Jetzt sind wir bei den richtigen Reaktionen: Da will ich Ihnen die Antwort bestimmt nicht schuldig bleiben. Wir folgen da einer einfachen Formel: Einerseits muss es klare

(Minister Dr. Goll)

Spielregeln geben. Jugendlichen müssen Grenzen aufgezeigt werden, wo es notwendig ist; es muss konsequent reagiert werden. Andererseits muss man Jugendlichen eben auch in besonderem Maß die Hand reichen, sie sozusagen in die Gesellschaft zurückziehen, wenn sie dabei sind, auf die schiefe Bahn zu kommen. Auf beiden Feldern – manchmal nimmt man eben nur die eine Hälfte zur Kenntnis – hat Baden-Württemberg in den letzten Jahren Pionierarbeit geleistet. Auf beiden Feldern haben wir Vorschläge gemacht.

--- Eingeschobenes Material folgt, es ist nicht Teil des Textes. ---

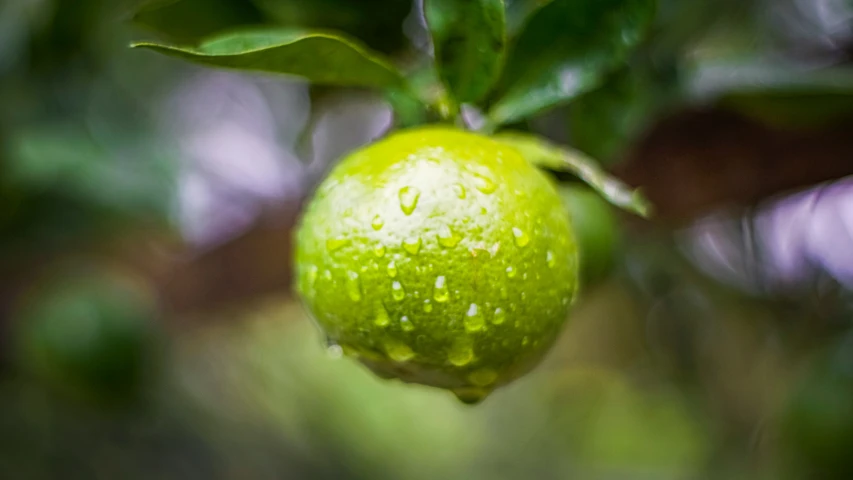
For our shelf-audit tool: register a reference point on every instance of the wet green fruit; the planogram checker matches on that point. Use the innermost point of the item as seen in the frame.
(89, 336)
(438, 257)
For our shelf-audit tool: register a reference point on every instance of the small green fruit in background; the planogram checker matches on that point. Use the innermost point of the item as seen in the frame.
(439, 257)
(817, 422)
(596, 229)
(89, 333)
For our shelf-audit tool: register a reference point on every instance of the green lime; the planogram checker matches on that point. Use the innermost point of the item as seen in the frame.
(596, 229)
(89, 335)
(439, 257)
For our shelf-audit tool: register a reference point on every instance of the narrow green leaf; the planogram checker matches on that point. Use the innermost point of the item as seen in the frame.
(566, 49)
(190, 20)
(322, 58)
(541, 153)
(776, 94)
(468, 37)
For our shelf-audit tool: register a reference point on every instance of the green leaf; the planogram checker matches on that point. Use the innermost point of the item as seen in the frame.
(322, 58)
(468, 37)
(189, 20)
(776, 94)
(566, 49)
(605, 121)
(543, 154)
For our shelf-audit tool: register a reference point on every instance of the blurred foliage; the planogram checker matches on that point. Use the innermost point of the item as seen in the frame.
(88, 334)
(683, 359)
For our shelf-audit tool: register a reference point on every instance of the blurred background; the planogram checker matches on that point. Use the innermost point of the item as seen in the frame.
(147, 324)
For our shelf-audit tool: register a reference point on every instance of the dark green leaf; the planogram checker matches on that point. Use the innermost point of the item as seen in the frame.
(778, 95)
(190, 20)
(566, 49)
(541, 153)
(378, 23)
(468, 37)
(322, 58)
(605, 121)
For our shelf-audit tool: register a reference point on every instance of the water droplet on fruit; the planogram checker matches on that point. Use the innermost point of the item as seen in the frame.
(353, 286)
(377, 223)
(412, 245)
(511, 272)
(399, 352)
(500, 316)
(521, 238)
(484, 184)
(382, 319)
(461, 353)
(336, 243)
(474, 319)
(397, 291)
(447, 238)
(483, 377)
(440, 294)
(459, 190)
(409, 199)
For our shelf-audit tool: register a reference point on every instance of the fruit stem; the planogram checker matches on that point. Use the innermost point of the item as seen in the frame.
(544, 154)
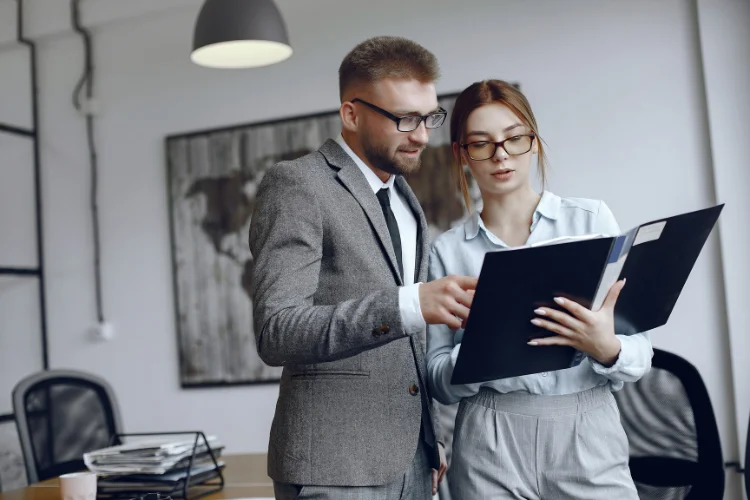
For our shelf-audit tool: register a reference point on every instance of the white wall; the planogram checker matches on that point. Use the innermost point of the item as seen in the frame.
(617, 88)
(725, 46)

Jetzt komme ich als Erstes kurz auf die Initiative zu sprechen, die Sie kritisiert haben. Es gibt eine Bundesratsinitiative, die wir mehrfach unterstützt haben und bei der es immer um drei Forderungen ging:

Erstens: Anwendung des Erwachsenenstrafrechts auf 18- bis 21-Jährige. Ich bin überzeugt, dass das richtig ist. Ich glaube, dass es ein falsches Signal ist, wenn zum Beispiel gerade bei Körperverletzungsdelikten

(Abg. Zimmermann CDU: Ja!)

90 % der 18- bis 21-Jährigen nach dem Jugendstrafrecht verurteilt werden.

(Abg. Ruth Weckenmann SPD: Aber die Richter könnten es doch anders machen! – Abg. Brigitte Lösch GRÜNE: Warum machen die Richter das?)

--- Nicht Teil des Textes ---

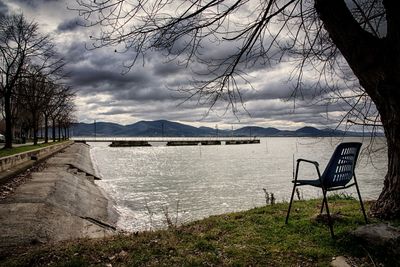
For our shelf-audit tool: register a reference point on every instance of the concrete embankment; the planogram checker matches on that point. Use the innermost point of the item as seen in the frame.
(61, 202)
(15, 164)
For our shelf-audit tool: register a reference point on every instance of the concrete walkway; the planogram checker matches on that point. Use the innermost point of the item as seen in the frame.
(61, 202)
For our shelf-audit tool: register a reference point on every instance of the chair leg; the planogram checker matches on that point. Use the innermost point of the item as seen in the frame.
(361, 203)
(329, 215)
(290, 204)
(322, 206)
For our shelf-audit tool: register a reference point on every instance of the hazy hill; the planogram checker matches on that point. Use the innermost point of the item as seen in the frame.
(170, 128)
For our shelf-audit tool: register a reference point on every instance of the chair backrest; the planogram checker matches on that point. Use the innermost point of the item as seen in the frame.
(340, 168)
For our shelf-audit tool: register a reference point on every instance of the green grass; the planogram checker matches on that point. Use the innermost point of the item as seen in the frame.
(257, 237)
(20, 149)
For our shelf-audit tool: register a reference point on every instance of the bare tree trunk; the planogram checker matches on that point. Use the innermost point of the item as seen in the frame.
(46, 129)
(35, 124)
(388, 204)
(8, 119)
(59, 131)
(53, 130)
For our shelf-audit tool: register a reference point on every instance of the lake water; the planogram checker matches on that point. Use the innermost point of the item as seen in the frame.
(193, 182)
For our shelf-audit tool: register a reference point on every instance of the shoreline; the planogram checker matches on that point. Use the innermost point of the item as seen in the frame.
(59, 202)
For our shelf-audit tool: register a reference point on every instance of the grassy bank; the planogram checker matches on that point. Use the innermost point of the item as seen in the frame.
(255, 237)
(4, 152)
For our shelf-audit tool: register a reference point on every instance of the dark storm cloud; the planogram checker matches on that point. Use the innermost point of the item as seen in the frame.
(104, 79)
(36, 3)
(3, 9)
(70, 25)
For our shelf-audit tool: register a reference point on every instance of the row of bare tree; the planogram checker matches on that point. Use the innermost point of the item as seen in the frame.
(32, 92)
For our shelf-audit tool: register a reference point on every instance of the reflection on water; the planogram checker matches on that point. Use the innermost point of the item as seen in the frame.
(192, 182)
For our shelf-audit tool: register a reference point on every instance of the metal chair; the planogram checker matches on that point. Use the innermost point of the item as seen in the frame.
(337, 175)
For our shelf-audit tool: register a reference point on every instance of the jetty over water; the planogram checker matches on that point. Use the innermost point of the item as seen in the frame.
(169, 141)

Die Richter habe ich übrigens an keiner Stelle kritisiert. Ich will das Gesetz ändern. Ich will in das Gesetz deutlicher hineinschreiben, dass der Regelfall die Verurteilung nach dem Erwachsenenstrafrecht ist.

(Zurufe der Abg. Ursula Haußmann SPD und Oel- mayer GRÜNE)

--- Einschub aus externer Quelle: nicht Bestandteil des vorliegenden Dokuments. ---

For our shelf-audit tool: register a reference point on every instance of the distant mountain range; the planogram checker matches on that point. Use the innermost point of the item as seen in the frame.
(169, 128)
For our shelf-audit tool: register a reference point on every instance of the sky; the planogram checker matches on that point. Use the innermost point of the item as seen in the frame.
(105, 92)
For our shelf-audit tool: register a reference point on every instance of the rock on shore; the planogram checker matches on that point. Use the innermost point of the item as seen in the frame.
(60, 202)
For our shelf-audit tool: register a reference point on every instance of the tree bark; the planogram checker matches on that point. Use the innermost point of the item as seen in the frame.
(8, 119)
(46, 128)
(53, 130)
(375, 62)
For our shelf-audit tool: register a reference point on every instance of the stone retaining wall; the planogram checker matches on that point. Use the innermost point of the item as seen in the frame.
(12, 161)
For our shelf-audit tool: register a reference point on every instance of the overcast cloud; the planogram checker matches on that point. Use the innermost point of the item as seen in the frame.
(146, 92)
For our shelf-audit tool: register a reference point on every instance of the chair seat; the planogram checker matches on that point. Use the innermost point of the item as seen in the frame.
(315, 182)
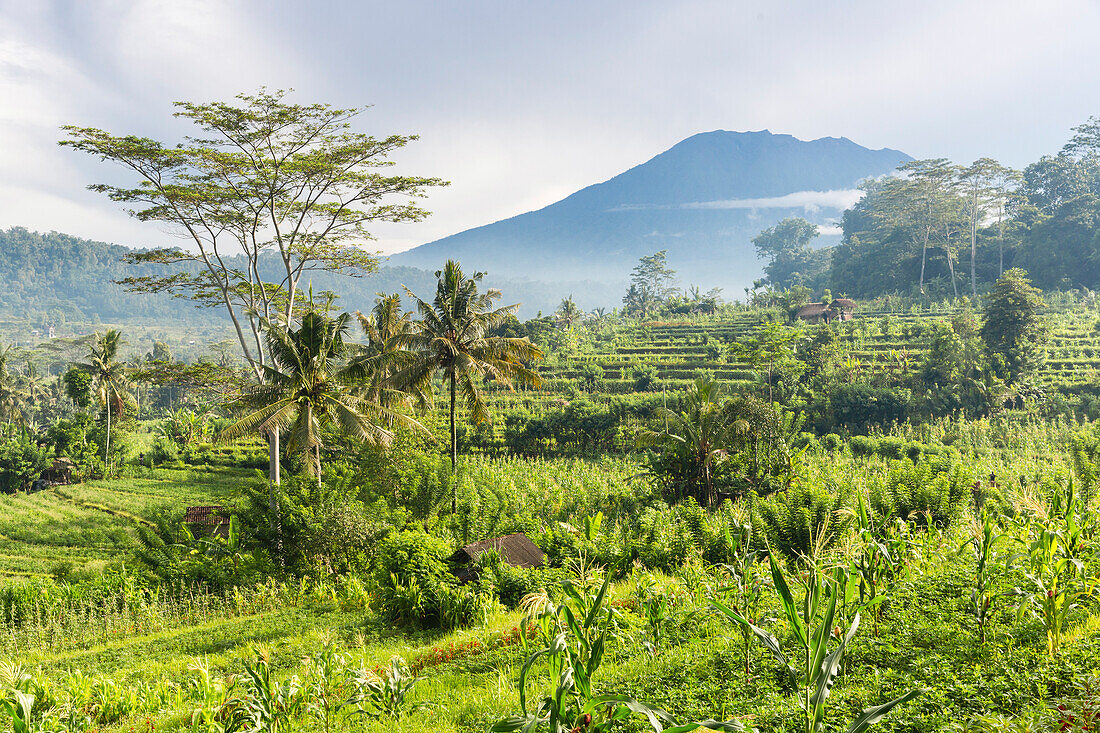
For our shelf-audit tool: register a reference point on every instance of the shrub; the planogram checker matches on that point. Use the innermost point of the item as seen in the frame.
(803, 518)
(925, 492)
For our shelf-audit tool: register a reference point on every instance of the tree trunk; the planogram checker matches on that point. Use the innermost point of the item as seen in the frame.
(1000, 239)
(273, 458)
(107, 446)
(974, 255)
(950, 269)
(273, 482)
(924, 258)
(454, 451)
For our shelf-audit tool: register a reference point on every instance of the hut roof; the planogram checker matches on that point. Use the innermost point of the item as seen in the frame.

Übrigens liegt der Wortlaut des Gesetzes vor. Darum weiß ich gar nicht, worüber wir diskutieren.

(Abg. Brigitte Lösch GRÜNE: Aber warum ma- chen die Richter das?)

Schon jetzt steht im Gesetz, dass in der Regel nach dem Erwachsenenstrafrecht verurteilt wird. Aber das Gesetz selbst baut natürlich eine sehr, sehr breite Brücke, damit das Jugendstrafrecht angewandt werden kann. Deshalb wollen wir den Gesetzeswortlaut ändern.

(Glocke der Präsidentin)

Herr Minister, gestatten Sie eine Zwischenfrage des Herrn Abg. Stickelberger?

Vielleicht sofort, wenn ich den ersten Punkt, den Bereich der 18- bis 21-Jährigen, dargestellt habe. Dann können Sie gern Ihre Frage dazu stellen.